Il ne faudrait pas réduire ce Dictionnaire amoureux du tennis à l’évocation de quelques noms célèbres. Si un sort est réservé à tous les sopranos et ténors de la balle jaune (de Bianca Andreescu aux sœurs Williams pour les femmes, et d’André Agassi à Mats Wilander pour les hommes), ainsi qu’à une grande partie des joueurs français (la notice sur Noah est plus longue que les deux de Federer réunies), certaines des entrées permettent l’évocation d’anecdotes tour à tour amusantes (imaginez les lignes réservées à McEnroe dans la section « Arbitre »), littéraires (les références aux Fragments d’un discours amoureux de Roland Barthes pour aborder l’« Attente » de la victoire d’un Français en grand chelem ou encore les lignes se penchant sur la « Créativité ») ou même quasi pop-philosophiques (entrées « Mort » ou « Double faute », par exemple).
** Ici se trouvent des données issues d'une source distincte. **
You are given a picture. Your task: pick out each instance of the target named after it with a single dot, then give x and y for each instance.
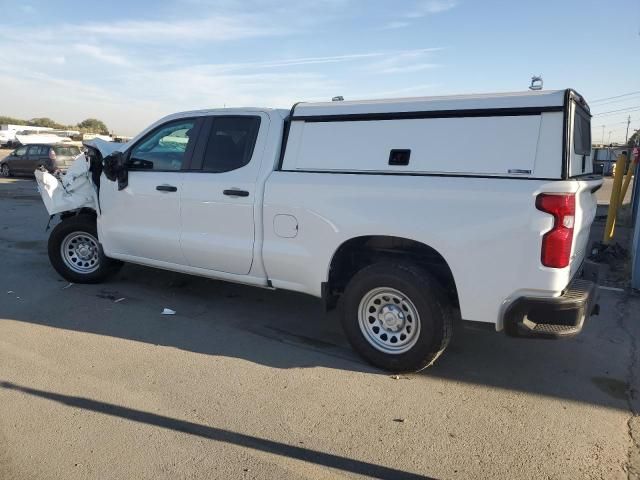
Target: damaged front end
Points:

Laurent Binet, qui avait consacré un polar parodique au structuralisme et à la « French Theory » (La Septième fonction du langage, Grasset 2015, prix Interallié), connaît bien l’art de la déconstruction qu’il applique ici parfaitement – de manière légère, humoristique mais toujours intelligente – à cet autre art, celui du tennis, pratiqué dans d’autres arènes… Il en résulte un ouvrage savoureux (Roland Barthes, à la fin de sa Leçon (Seuil, 1978), rappelait que savoir et saveur ont la même étymologie), un véritable « manifeste écrit par deux amoureux de ce sport » qu’il fait bon lire en ces temps où le Coronavirus (il en est question dans le Dictionnaire) nous prive des émotions que procure la pratique de ce sport. A défaut de pouvoir tenir sa raquette comme si sa vie en dépendait, le lecteur-tennisman (pratiquant ou pas) traversera amoureusement ce livre amoureux pour patienter avant la reprise (on l’espère rapide) des festivités tennistiques…
Arnaud Genon
Laurent Binet est notamment l’auteur de HHhH (Grasset, 2010, Prix Goncourt du premier roman), et de La septième fonction du langage (Grasset, 2015, Prix du roman Fnac, prix Interallié). Il a été professeur de lettres pendant dix ans en Seine-Saint-Denis.
Antoine Benneteau est réalisateur/producteur de documentaires et de podcasts et animateur sur Eurosport.